* If you want to skip straight to the C# sample code, click
here.
Problem:
We’ve all heard it before – “Well I get the crucial
financial numbers from this Access Database…”.
Or even worse, “we have hundreds of access databases all over the place
with varying schemas”. On a recent
project I was faced with the later – several hundred Access DBs (mdb files)
that had accumulated over a number of years, in various places across the
network, all with different schemas. In
the client’s defense, some of this was an outside 3rd party’s doing
and they had since implemented an enterprise class solution for the process
going forward. Never the less, I was
tasked with extracting all of this legacy Access data into SQL Server.
I figured I would just be able to use a For Each Loop within
SSIS to extract each mdb file and just drop it to SQL Server. I quickly realized however that because every
Access DB could potentially have a different schema, I would need to
dynamically handle the schemas in each source file. I briefly thought about using BIML (see
my recent posts about Business Intelligence Markup Language) to dynamically
create the SSIS packages, but I really didn’t want hundreds of packages or components since
this was a one and done job. So for
better or for worse I turned to the trusty Script Task.
Solution:
So what I needed to do was:
- Connect to each Access DB file in different
locations across the network
- Create the table schema for that specific mdb
file in SQL Server
- Copy the data from the Access file to SQL Server
- Run some other processing stored procedures not
related to this post
Turns out there was also a 1b) – map each file location as a
network drive using a separate Active Directory account.
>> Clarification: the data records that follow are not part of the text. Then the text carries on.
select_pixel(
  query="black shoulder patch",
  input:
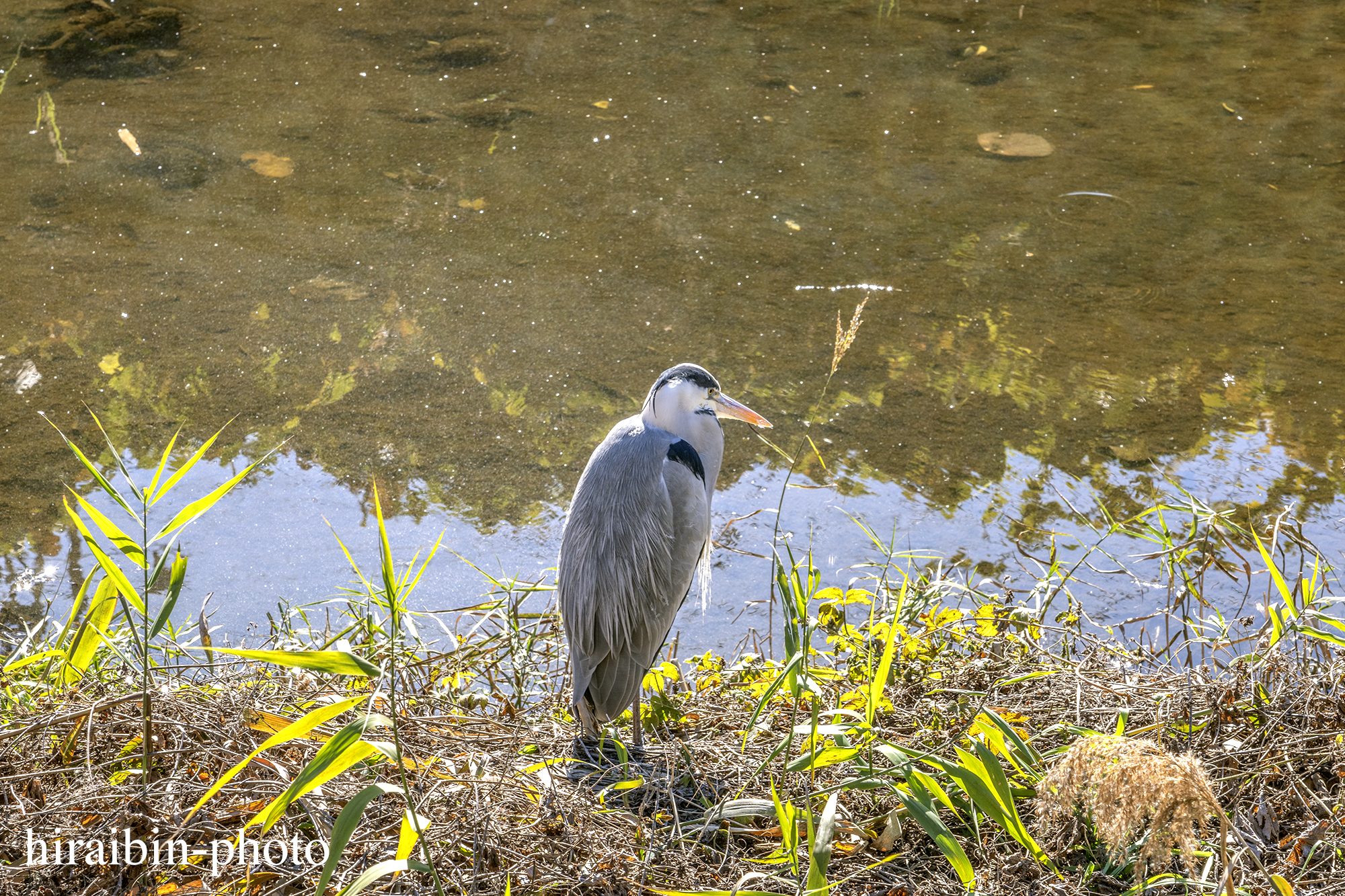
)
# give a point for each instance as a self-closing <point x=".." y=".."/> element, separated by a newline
<point x="683" y="452"/>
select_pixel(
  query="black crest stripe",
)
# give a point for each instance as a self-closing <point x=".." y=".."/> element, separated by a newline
<point x="683" y="452"/>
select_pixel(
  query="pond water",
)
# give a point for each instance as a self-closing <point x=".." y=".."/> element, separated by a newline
<point x="449" y="245"/>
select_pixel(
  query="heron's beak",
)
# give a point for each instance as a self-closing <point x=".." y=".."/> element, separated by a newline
<point x="730" y="408"/>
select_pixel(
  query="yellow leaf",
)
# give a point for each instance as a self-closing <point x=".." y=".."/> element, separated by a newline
<point x="130" y="139"/>
<point x="268" y="165"/>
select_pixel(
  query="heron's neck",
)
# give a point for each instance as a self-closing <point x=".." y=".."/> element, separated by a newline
<point x="705" y="435"/>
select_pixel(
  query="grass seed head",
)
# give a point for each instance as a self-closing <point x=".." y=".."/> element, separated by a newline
<point x="845" y="337"/>
<point x="1126" y="783"/>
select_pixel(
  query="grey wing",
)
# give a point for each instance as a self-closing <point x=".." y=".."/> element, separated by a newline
<point x="626" y="564"/>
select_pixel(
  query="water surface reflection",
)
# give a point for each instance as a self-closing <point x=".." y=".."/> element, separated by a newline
<point x="449" y="247"/>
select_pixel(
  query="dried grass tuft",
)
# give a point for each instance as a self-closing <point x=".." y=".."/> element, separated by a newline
<point x="845" y="337"/>
<point x="1126" y="783"/>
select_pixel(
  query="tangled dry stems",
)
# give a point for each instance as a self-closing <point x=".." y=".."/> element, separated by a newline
<point x="498" y="819"/>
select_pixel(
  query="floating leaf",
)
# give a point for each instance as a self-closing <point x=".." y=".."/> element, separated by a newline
<point x="1024" y="146"/>
<point x="130" y="139"/>
<point x="268" y="165"/>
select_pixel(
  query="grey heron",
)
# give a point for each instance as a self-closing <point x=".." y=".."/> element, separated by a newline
<point x="638" y="529"/>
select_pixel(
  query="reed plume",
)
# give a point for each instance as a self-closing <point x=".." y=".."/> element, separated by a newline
<point x="1126" y="783"/>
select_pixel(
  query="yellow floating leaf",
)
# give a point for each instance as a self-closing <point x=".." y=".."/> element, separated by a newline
<point x="130" y="139"/>
<point x="268" y="165"/>
<point x="1026" y="146"/>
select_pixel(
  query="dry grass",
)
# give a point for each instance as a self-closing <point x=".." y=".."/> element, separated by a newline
<point x="1128" y="784"/>
<point x="498" y="819"/>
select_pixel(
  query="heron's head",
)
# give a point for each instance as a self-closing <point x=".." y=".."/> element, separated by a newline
<point x="687" y="391"/>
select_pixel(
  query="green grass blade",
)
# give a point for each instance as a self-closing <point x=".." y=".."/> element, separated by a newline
<point x="202" y="505"/>
<point x="98" y="474"/>
<point x="294" y="731"/>
<point x="342" y="751"/>
<point x="785" y="813"/>
<point x="985" y="780"/>
<point x="391" y="866"/>
<point x="75" y="610"/>
<point x="775" y="685"/>
<point x="336" y="662"/>
<point x="87" y="641"/>
<point x="28" y="661"/>
<point x="820" y="850"/>
<point x="385" y="552"/>
<point x="822" y="758"/>
<point x="925" y="814"/>
<point x="124" y="542"/>
<point x="116" y="455"/>
<point x="345" y="827"/>
<point x="411" y="587"/>
<point x="176" y="577"/>
<point x="163" y="463"/>
<point x="182" y="471"/>
<point x="880" y="681"/>
<point x="110" y="567"/>
<point x="1281" y="585"/>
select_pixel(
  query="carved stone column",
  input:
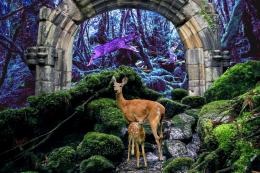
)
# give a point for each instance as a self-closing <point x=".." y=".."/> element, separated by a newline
<point x="44" y="60"/>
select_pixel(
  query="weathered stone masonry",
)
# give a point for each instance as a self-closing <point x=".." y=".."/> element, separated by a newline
<point x="52" y="56"/>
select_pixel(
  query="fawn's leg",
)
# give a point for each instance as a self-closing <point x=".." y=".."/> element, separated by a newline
<point x="133" y="147"/>
<point x="154" y="125"/>
<point x="129" y="148"/>
<point x="137" y="155"/>
<point x="144" y="156"/>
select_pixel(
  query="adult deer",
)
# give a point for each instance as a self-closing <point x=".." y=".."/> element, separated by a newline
<point x="136" y="137"/>
<point x="139" y="110"/>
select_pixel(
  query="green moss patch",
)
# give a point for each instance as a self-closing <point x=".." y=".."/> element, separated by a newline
<point x="235" y="81"/>
<point x="62" y="159"/>
<point x="172" y="107"/>
<point x="194" y="101"/>
<point x="96" y="164"/>
<point x="95" y="143"/>
<point x="179" y="93"/>
<point x="177" y="165"/>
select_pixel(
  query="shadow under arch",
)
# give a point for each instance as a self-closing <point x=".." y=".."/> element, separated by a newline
<point x="57" y="29"/>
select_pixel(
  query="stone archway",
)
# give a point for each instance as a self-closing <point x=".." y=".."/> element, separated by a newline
<point x="52" y="57"/>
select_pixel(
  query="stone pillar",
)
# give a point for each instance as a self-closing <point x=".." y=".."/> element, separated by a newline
<point x="213" y="68"/>
<point x="196" y="72"/>
<point x="47" y="62"/>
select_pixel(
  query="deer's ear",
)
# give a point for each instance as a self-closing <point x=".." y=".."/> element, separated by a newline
<point x="124" y="80"/>
<point x="113" y="79"/>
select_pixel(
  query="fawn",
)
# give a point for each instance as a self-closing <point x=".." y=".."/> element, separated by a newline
<point x="136" y="137"/>
<point x="140" y="110"/>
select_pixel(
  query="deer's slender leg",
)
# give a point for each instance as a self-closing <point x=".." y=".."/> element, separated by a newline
<point x="154" y="125"/>
<point x="133" y="147"/>
<point x="137" y="154"/>
<point x="161" y="138"/>
<point x="129" y="148"/>
<point x="144" y="156"/>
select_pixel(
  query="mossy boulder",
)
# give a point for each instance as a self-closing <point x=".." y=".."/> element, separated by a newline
<point x="62" y="159"/>
<point x="244" y="154"/>
<point x="109" y="119"/>
<point x="214" y="109"/>
<point x="193" y="112"/>
<point x="225" y="134"/>
<point x="95" y="143"/>
<point x="181" y="164"/>
<point x="17" y="124"/>
<point x="235" y="81"/>
<point x="96" y="164"/>
<point x="172" y="107"/>
<point x="194" y="101"/>
<point x="182" y="127"/>
<point x="179" y="93"/>
<point x="214" y="112"/>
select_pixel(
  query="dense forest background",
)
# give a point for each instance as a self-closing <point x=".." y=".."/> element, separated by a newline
<point x="157" y="42"/>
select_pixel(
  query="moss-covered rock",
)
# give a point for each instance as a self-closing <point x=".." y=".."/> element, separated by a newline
<point x="95" y="143"/>
<point x="62" y="159"/>
<point x="181" y="164"/>
<point x="225" y="134"/>
<point x="193" y="112"/>
<point x="194" y="101"/>
<point x="212" y="113"/>
<point x="16" y="125"/>
<point x="172" y="107"/>
<point x="179" y="93"/>
<point x="245" y="152"/>
<point x="96" y="164"/>
<point x="183" y="127"/>
<point x="108" y="117"/>
<point x="235" y="81"/>
<point x="215" y="107"/>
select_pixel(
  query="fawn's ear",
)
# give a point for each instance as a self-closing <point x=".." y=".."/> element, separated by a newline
<point x="124" y="80"/>
<point x="113" y="79"/>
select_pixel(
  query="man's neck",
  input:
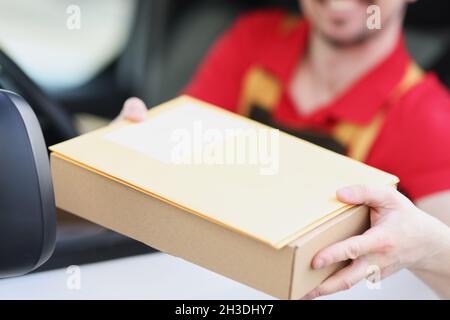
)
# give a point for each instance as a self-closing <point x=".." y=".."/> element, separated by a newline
<point x="338" y="67"/>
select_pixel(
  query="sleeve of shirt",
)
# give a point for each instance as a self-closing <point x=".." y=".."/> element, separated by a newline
<point x="423" y="154"/>
<point x="218" y="80"/>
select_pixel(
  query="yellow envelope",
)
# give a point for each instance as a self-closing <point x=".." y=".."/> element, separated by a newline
<point x="225" y="168"/>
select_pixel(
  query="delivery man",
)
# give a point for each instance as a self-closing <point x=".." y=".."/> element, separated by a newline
<point x="331" y="78"/>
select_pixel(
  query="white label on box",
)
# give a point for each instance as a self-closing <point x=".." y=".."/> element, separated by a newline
<point x="158" y="136"/>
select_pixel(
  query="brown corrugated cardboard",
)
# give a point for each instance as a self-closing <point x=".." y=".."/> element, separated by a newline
<point x="285" y="273"/>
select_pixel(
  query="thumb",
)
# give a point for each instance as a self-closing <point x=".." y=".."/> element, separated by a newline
<point x="374" y="197"/>
<point x="134" y="109"/>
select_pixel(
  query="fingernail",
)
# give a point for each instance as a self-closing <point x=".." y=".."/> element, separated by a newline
<point x="318" y="264"/>
<point x="345" y="193"/>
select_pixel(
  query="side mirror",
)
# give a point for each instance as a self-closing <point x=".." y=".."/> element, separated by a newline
<point x="27" y="204"/>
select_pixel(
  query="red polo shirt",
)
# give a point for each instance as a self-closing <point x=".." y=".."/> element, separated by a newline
<point x="414" y="140"/>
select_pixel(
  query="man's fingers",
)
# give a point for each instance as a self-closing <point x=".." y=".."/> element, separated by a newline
<point x="134" y="109"/>
<point x="351" y="248"/>
<point x="375" y="197"/>
<point x="342" y="280"/>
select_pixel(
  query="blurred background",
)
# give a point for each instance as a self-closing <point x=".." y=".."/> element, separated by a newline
<point x="76" y="74"/>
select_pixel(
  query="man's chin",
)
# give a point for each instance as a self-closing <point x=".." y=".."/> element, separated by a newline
<point x="347" y="41"/>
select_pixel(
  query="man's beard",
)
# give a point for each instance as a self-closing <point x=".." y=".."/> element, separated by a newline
<point x="364" y="36"/>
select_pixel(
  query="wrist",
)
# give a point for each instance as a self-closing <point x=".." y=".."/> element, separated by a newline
<point x="437" y="249"/>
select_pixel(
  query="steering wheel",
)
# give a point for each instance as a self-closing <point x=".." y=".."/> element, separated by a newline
<point x="52" y="117"/>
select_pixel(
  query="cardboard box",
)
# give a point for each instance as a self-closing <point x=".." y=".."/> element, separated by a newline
<point x="258" y="230"/>
<point x="283" y="273"/>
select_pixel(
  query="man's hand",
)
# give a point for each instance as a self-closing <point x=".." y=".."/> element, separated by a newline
<point x="401" y="236"/>
<point x="133" y="109"/>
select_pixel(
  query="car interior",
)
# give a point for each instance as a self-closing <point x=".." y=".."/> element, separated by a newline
<point x="151" y="51"/>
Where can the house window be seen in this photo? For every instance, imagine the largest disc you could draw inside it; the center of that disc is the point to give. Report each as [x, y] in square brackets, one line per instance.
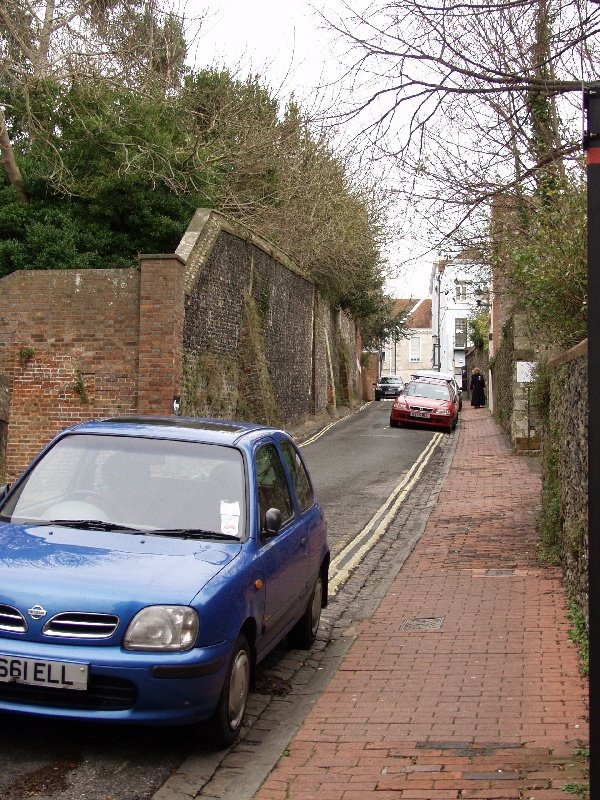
[461, 291]
[460, 333]
[415, 348]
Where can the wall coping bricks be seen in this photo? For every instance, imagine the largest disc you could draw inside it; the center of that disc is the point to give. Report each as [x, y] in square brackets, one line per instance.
[203, 231]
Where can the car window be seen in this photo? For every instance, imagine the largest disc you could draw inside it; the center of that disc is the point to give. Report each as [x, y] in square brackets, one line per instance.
[299, 476]
[146, 483]
[433, 391]
[273, 490]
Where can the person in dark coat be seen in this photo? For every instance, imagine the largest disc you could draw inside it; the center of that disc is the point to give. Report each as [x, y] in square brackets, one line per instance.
[477, 387]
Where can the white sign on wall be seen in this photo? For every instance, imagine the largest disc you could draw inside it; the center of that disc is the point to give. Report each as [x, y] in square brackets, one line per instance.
[525, 371]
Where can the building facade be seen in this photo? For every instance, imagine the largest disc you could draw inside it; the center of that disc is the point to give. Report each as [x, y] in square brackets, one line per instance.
[401, 355]
[457, 288]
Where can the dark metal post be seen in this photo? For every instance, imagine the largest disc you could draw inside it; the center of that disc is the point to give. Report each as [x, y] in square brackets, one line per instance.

There was no need to keep the data after
the last processing step was complete, so I was able to drop the created SQL
Server tables when I was done.
Here is an overview of the control flow of my completed SSIS
package:
First I use an Execute SQL Task to select all of the file
names and locations of the mdb files from a pre-populated table (thankfully I
had a spreadsheet of all the file names and locations). To set up the For Each Loop to loop through
all the rows returned in the Execute SQL Task, we need to first create a User
Variable of type Object – here I called it “mdbsToProcess”. Then in the Execute SQL Task properties, we
set the ResultSet property to Full Result Set.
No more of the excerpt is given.